To add nonlinearity to our electrical lattice, we replace the capacitors with diodes which have effective capacitence when reverse-biased. However, this capacitence is voltage dependent.
The lattice now exhibits both nonlinearity and dispersion and can therefore sustain solitons. The following picture depicts a single soliton being launched from one end of the lattice/tranmission line and propagating without dispersing, collected by my student Ryan Stearrett.
Collision of solitons can also be observed. In that case two solitons are launched from opposite ends of the line.
2) ILMs in this electrical lattice
When the two ends of this lattice are connected together, we create a ring with no boundaries. By driving this ring either at all nodes simultaneously, we can generate intrinsic localized modes. So even though the driving is spatially homogenous, the response is very localized. These localized modes are created via an instability of the uniform mode (modulational instability), but once created these localized modes are stable.
The figure above shows experimental data. In the beginning, the uniform mode can be seen to break up into fingers. Eventually, one traveling ILM is formed. A detailed profile of such an ILM can be seen in the next figure:
3) Controlling the motion of these ILMs
By introducing a temporary impurity into the transmission-line lattice shown above (via inductive coupling to an external inductor), we can force the ILM to hop to a neighboring lattice site.
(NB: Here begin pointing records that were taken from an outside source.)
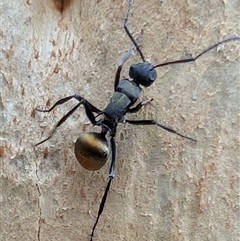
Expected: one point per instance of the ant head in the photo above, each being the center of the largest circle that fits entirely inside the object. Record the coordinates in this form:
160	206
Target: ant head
143	73
92	150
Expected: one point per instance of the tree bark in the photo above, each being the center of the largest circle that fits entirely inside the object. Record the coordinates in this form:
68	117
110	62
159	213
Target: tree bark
166	188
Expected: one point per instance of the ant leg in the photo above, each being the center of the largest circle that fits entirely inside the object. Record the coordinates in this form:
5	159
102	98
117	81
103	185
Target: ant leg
111	176
63	100
153	122
125	57
139	106
127	30
59	123
203	52
89	110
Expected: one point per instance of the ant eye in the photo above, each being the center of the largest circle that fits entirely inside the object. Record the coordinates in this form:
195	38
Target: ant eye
143	73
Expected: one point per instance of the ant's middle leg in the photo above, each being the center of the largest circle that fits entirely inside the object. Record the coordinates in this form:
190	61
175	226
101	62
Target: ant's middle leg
153	122
89	109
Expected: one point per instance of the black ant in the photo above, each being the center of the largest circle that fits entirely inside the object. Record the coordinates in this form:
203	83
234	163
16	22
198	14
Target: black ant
92	149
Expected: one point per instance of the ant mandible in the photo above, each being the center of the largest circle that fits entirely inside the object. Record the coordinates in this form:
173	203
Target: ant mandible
92	149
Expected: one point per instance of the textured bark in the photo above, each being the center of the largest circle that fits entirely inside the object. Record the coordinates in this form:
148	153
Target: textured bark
166	188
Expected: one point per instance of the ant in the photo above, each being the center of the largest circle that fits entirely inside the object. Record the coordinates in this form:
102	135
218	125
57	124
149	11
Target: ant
92	149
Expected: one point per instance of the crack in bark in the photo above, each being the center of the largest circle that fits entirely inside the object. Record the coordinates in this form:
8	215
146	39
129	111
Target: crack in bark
39	206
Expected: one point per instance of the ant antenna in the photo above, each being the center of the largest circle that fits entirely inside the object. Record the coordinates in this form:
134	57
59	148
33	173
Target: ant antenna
193	59
130	3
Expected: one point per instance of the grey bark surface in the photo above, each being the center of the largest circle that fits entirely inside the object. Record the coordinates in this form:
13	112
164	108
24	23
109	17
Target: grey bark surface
166	188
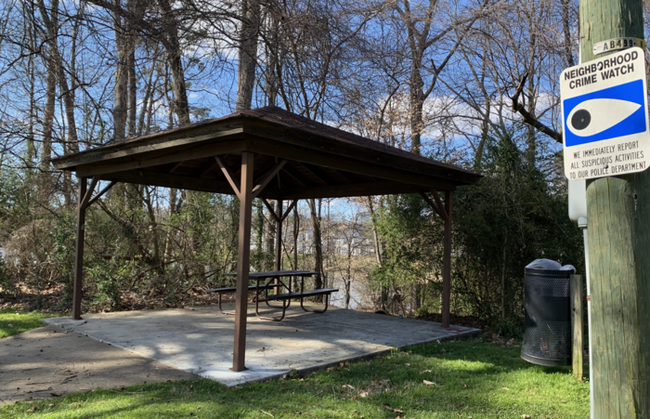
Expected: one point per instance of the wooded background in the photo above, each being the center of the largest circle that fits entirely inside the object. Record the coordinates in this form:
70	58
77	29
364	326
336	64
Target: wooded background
473	83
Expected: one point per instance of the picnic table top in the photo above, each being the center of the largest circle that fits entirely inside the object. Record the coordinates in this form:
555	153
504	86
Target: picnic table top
271	274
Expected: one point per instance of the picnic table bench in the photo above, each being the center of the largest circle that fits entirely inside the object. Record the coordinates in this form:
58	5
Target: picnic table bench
282	281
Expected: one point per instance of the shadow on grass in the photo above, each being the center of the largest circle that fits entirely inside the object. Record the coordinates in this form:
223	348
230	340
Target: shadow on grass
423	381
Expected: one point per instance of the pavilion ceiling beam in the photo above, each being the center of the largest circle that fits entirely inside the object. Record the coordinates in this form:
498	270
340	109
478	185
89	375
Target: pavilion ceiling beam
274	213
143	177
208	170
176	166
312	149
101	193
230	177
311	172
267	178
157	158
342	191
436	178
201	139
437	205
292	176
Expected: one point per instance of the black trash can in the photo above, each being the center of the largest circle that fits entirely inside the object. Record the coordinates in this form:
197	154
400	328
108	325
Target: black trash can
547	328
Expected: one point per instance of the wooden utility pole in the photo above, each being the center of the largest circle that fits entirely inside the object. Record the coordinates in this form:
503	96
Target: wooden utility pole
618	210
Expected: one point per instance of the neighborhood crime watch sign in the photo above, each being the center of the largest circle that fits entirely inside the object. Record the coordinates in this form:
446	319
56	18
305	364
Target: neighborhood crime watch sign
605	116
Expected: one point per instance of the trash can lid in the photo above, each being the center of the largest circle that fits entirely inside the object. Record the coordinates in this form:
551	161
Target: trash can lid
549	265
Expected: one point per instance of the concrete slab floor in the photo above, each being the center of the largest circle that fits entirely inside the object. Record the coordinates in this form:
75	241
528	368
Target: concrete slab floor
200	339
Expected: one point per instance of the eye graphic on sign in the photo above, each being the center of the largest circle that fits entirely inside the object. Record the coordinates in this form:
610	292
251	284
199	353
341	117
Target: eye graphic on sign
596	115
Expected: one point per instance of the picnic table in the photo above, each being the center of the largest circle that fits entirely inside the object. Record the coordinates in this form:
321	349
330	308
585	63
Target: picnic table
286	289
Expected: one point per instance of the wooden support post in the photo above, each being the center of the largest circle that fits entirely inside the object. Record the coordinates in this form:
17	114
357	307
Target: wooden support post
278	238
243	261
446	270
619	237
576	324
79	248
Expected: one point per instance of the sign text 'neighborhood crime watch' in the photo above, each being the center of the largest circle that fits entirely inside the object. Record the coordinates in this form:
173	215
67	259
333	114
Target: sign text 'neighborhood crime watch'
604	115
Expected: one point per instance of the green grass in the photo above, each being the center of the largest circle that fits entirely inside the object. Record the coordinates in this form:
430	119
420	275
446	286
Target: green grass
452	380
13	321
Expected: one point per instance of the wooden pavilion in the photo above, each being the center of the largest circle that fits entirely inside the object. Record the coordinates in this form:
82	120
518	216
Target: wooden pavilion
264	153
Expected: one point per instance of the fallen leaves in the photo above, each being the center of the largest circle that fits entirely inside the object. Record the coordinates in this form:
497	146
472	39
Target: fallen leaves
393	409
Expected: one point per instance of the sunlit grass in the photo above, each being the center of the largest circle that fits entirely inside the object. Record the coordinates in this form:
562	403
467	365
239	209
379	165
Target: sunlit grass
452	380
In this way, we can use an impurity to shepherd the localized energy through the lattice. ILMs can also be seeded in this fashion by driving below resonance and momentarily introducing an impurity (of the correct sign).
In the figure below, we demonstrate that the ILM can be made to jump to the neighboring site. The left-most profile (centered at site 16) turns into the dotted (red) trace when an external inductor is placed in the direct vicinity of the L2 inductor at site 17. Upon removal of this external inductor, the ILM persists at site 17 (solid black trace). This process can be repeated to move the ILM further to the right, as shown. All data correspond to experiments.